3.5.7. Memory allocation alignment
This setting enables the use of the posix_memalign()
call instead of
malloc()
when LAMMPS allocates large chunks of memory. Vector
instructions on CPUs may become more efficient, if dynamically allocated
memory is aligned on larger-than-default byte boundaries. On most
current operating systems, the malloc()
implementation returns
pointers that are aligned to 16-byte boundaries. Using SSE vector
instructions efficiently, however, requires memory blocks being aligned
on 64-byte boundaries.
-D LAMMPS_MEMALIGN=value # 0, 8, 16, 32, 64 (default)
Use a LAMMPS_MEMALIGN
value of 0 to disable using
posix_memalign()
and revert to using the malloc()
C-library
function instead. When compiling LAMMPS for Windows systems,
malloc()
will always be used and this setting is ignored.
LMP_INC = -DLAMMPS_MEMALIGN=value # 8, 16, 32, 64
Do not set -DLAMMPS_MEMALIGN
, if you want to have memory
allocated with the malloc()
function call
instead. -DLAMMPS_MEMALIGN
cannot be used on Windows, as
Windows different function calls with different semantics for
allocating aligned memory, that are not compatible with how LAMMPS
manages its dynamical memory.
3.5.8. Workaround for long long integers
If your system or MPI version does not recognize “long long” data types, the following setting will be needed. It converts “long long” to a “long” data type, which should be the desired 8-byte integer on those systems:
-D LAMMPS_LONGLONG_TO_LONG=value # yes or no (default)
LMP_INC = -DLAMMPS_LONGLONG_TO_LONG <other LMP_INC settings>
3.5.9. Exception handling when using LAMMPS as a library
LAMMPS errors do not kill the calling code, but throw an exception. In the C-library interface, the call stack is unwound and control returns to the caller, e.g. to Python or a code that is coupled to LAMMPS. The error status can then be queried. When using C++ directly, the calling code has to be set up to catch exceptions thrown from within LAMMPS.
Note
When LAMMPS is running in parallel, it is not always possible to cleanly recover from an exception since not all parallel ranks may throw an exception and thus other MPI ranks may get stuck waiting for messages from the ones with errors.
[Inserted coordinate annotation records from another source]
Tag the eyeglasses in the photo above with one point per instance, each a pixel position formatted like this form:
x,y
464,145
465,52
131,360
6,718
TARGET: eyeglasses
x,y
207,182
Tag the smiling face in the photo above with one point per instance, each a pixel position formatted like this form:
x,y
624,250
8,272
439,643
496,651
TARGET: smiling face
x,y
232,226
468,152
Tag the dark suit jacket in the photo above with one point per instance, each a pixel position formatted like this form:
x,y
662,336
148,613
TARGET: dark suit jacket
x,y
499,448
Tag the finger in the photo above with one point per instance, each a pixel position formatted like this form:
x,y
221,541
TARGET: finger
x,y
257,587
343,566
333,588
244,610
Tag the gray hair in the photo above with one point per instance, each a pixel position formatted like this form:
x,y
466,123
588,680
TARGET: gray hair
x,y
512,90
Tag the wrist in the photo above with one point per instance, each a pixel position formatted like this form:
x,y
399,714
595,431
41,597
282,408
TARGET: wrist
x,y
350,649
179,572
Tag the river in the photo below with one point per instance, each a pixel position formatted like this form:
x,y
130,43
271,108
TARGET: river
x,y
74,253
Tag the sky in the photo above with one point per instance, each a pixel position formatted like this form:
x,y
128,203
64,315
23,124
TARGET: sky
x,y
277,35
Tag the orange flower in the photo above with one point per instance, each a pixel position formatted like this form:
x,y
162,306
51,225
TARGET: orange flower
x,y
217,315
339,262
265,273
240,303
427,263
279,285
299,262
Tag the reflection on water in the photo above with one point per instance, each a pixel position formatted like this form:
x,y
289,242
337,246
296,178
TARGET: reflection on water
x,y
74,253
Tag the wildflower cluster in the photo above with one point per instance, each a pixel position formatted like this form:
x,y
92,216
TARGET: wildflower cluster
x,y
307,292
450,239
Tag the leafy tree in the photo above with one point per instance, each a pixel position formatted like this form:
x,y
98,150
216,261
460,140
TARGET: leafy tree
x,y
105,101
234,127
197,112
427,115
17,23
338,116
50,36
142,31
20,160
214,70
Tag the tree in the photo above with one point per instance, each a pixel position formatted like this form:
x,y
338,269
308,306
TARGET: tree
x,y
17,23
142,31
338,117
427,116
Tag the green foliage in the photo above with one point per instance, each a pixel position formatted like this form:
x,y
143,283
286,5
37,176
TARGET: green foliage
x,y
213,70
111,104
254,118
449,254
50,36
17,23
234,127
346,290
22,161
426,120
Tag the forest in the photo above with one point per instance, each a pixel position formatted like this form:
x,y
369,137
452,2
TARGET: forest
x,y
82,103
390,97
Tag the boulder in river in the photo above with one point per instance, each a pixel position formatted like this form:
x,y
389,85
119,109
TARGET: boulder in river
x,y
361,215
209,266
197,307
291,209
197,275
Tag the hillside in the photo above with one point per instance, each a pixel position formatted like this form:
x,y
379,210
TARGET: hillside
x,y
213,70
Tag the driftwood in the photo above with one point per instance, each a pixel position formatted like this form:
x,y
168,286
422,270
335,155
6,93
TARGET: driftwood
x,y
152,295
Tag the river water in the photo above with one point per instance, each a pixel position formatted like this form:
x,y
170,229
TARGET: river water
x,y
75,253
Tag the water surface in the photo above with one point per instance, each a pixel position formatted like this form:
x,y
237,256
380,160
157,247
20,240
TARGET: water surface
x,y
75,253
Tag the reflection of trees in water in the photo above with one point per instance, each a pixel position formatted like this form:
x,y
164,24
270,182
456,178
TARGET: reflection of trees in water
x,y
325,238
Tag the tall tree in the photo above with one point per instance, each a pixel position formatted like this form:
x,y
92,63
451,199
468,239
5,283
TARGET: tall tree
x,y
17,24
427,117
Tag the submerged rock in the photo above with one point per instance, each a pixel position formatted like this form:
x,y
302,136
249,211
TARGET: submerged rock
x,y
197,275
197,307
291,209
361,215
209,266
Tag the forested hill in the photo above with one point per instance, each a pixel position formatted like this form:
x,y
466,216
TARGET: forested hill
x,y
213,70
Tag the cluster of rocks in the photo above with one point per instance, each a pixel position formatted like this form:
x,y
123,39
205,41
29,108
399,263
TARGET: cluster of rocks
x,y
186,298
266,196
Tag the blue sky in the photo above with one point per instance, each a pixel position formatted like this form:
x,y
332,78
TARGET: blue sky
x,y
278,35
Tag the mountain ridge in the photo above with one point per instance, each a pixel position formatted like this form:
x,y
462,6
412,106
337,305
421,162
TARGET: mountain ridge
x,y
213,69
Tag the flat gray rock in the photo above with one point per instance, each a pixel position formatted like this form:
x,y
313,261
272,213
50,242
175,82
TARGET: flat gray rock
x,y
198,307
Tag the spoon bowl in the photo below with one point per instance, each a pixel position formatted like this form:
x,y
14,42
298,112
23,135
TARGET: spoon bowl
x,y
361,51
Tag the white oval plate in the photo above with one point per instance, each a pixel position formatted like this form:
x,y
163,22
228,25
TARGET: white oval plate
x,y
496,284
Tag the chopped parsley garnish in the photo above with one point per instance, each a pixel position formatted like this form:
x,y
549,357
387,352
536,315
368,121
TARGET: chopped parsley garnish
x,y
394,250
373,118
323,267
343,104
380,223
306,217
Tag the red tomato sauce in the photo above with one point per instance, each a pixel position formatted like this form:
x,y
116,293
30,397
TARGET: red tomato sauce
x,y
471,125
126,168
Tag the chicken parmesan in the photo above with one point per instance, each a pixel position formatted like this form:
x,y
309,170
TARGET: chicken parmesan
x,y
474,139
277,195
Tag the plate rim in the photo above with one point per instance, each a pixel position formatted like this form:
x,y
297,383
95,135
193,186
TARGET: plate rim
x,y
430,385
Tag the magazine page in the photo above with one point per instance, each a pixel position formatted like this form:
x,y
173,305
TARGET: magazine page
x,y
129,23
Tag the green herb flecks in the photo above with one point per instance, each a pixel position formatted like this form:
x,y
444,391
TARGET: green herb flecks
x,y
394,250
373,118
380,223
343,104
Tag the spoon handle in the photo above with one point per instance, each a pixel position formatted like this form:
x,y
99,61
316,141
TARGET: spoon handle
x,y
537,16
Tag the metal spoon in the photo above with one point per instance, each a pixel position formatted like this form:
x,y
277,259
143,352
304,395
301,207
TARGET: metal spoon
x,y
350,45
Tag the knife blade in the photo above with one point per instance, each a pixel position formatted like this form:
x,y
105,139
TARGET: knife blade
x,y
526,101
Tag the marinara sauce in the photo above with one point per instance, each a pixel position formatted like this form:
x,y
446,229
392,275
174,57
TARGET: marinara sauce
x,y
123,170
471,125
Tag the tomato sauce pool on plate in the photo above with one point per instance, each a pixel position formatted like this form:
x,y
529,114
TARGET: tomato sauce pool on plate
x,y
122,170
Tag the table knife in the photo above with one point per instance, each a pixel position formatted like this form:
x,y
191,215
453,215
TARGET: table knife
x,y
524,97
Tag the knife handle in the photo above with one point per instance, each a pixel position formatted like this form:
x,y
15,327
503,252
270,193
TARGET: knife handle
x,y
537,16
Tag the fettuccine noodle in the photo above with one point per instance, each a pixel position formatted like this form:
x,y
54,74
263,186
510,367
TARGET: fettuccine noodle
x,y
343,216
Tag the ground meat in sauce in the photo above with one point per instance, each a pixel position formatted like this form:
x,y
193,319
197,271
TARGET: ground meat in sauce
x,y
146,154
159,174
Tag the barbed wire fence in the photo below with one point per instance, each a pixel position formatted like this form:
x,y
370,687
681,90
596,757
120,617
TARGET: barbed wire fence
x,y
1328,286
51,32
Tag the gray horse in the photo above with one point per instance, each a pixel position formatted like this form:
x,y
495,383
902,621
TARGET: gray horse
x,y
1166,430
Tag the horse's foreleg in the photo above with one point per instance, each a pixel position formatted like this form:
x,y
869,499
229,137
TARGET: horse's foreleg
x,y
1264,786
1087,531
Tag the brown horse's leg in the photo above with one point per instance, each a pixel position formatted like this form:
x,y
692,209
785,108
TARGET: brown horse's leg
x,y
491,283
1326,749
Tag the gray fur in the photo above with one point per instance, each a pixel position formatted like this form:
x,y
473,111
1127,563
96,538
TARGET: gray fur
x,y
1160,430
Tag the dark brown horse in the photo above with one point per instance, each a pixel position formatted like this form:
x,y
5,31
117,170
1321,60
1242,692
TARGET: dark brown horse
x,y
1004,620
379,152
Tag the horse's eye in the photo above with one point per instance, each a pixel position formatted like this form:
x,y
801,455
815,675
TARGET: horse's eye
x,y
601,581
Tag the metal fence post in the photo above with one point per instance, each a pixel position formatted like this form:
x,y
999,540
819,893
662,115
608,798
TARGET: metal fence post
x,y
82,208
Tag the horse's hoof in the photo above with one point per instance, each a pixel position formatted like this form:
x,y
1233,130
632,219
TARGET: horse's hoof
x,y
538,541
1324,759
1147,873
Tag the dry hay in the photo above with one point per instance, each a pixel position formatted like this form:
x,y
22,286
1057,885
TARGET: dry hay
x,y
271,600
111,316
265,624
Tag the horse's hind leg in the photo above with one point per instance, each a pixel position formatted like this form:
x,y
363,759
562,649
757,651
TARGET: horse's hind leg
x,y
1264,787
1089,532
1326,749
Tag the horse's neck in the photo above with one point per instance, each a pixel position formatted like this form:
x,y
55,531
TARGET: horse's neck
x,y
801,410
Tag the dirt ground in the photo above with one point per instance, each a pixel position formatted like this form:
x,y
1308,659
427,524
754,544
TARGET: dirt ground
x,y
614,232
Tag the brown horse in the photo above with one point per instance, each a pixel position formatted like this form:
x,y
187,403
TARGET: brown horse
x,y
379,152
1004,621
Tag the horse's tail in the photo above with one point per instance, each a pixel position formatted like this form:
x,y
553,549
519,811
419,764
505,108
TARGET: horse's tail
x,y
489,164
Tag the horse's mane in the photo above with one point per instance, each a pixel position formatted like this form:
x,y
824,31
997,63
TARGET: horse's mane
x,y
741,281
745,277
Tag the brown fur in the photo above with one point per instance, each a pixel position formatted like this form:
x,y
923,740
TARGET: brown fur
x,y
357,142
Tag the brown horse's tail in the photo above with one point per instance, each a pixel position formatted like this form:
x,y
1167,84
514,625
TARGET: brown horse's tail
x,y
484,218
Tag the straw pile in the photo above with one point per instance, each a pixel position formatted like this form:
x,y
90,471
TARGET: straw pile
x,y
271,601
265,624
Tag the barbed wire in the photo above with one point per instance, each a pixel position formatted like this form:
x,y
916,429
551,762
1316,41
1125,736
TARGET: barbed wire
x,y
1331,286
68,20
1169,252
3.5.10. Trigger selected floating-point exceptions
Many kinds of CPUs have the capability to detect when a calculation
results in an invalid math operation, like a division by zero or calling
the square root with a negative argument. The default behavior on
most operating systems is to continue and have values for NaN
(= not
a number) or Inf
(= infinity). This allows software to detect and
recover from such conditions. This behavior can be changed, however,
often through use of compiler flags. On Linux systems (or more general
on systems using the GNU C library), these so-called floating-point traps
can also be selectively enabled through library calls. LAMMPS supports
that by setting the -DLAMMPS_TRAP_FPE
pre-processor define. As it is
done in the main()
function, this applies only to the standalone
executable, not the library.
-D CMAKE_TUNE_FLAGS=-DLAMMPS_TRAP_FPE
LMP_INC = -DLAMMPS_TRAP_FPE <other LMP_INC settings>
After compilation with this flag set, the LAMMPS executable will stop and produce a core dump when a division by zero, overflow, illegal math function argument or other invalid floating point operation is encountered.